La voz de Finnur sonaba más arriba, lo que significaba que no había bajado todavía las escaleras. Iris dobló hacia la derecha, y luego siguió por un pasillo tortuoso como una greca. Avanzó a trompicones, chocando con las paredes y usando las manos para cambiar de dirección y tomar impulso, como una nadadora haciendo largos en una piscina minúscula.

Las llamadas de Finnur se oían cada vez más lejanas. Iris encontró otra escalera y la bajó, y después recorrió más pasillos y cruzó varias estancias, muchas de las cuales estaban a oscuras. En aquel laberinto, se sintió como un Teseo que hubiera extraviado el hilo de Ariadna.

No tardó en perder toda orientación, mientras atravesaba zonas cada vez más lóbregas. Su intención era salir de Nea Thera.

Estaba dispuesta a dormir fuera, acurrucada entre las rocas, o bajar hasta el embarcadero y pedir que la dejaran acomodarse en alguno de los veleros amarrados allí.

Por lo que recordaba, la entrada principal se hallaba en la parte más baja de la mansión. Ignoraba cuántas escaleras tenía que bajar, puesto que el palacio estaba construido sobre un terreno abrupto y empinado. Su alzado se adaptaba a él en un diseño de terrazas y niveles ascendentes, de tal modo que, aunque ninguna pared tenía más de tres pisos, la diferencia de altura entre la puerta principal y la azotea más alta debía ser de unos treinta metros.
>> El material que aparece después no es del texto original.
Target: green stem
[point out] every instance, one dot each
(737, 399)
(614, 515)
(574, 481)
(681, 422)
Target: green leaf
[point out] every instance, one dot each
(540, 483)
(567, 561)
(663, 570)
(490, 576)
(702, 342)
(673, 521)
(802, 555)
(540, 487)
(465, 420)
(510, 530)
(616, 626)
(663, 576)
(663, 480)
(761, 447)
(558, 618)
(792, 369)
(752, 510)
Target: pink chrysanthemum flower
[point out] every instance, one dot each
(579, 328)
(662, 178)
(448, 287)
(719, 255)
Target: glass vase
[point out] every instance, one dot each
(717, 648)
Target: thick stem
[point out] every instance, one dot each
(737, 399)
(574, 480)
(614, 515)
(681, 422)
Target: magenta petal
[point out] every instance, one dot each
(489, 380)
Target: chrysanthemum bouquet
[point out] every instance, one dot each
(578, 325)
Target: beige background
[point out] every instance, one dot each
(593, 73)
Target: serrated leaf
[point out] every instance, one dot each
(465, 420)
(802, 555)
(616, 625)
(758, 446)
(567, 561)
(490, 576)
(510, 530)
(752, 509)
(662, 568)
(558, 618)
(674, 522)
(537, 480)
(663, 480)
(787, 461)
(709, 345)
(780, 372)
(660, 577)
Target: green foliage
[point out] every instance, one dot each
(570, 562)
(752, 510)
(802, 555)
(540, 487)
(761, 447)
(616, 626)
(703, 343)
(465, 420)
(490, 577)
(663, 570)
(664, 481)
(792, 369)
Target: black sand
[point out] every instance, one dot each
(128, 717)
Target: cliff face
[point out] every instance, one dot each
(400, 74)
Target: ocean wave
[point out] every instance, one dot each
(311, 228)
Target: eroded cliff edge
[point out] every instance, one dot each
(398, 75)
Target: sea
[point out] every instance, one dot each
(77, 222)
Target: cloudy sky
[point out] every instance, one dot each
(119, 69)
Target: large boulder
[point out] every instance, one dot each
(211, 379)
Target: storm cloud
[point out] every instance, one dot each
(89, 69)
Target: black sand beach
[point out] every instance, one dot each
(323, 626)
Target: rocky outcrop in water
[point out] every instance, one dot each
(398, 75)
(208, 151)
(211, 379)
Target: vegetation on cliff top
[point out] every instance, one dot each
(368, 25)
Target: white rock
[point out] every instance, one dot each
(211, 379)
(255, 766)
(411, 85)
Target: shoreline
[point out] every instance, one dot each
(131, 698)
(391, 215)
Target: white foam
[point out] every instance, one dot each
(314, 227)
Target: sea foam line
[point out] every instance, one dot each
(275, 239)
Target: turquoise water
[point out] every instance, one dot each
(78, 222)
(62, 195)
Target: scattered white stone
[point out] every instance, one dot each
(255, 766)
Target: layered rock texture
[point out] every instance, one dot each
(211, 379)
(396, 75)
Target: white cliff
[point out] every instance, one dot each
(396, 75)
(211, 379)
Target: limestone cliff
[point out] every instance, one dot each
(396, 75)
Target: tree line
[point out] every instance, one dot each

Cuando ya hacía rato que había dejado de oír las llamadas de Finnur, dio con una escalera más larga y empinada que las demás. Al llegar abajo, pensó que estaba en un callejón sin salida. En vez de un rellano que se bifurcaba en dos o tres galerías, como hasta ahora, se había topado con una puerta metálica, cerrada con una barra. Dudó un segundo, y después empujó la barra hacia abajo, con la absurda idea de que al abrir se encontraría ante el garaje de un centro comercial.

En cierto modo, aquella gran sala recordaba a un aparcamiento. Estaba iluminada por bombillas que dibujaban un círculo de luz en el centro, había varias columnas cuadradas que sustentaban el techo y el suelo era de cemento gris. Aunque no podía saberlo con seguridad, sospechó que aquella especie de hangar era un subterráneo excavado en la roca.

Pero enseguida dejó de pensar en ello, porque dentro del círculo de luz había algo que reclamaba toda su atención.

Una semiesfera perfecta de unos cinco metros de diámetro.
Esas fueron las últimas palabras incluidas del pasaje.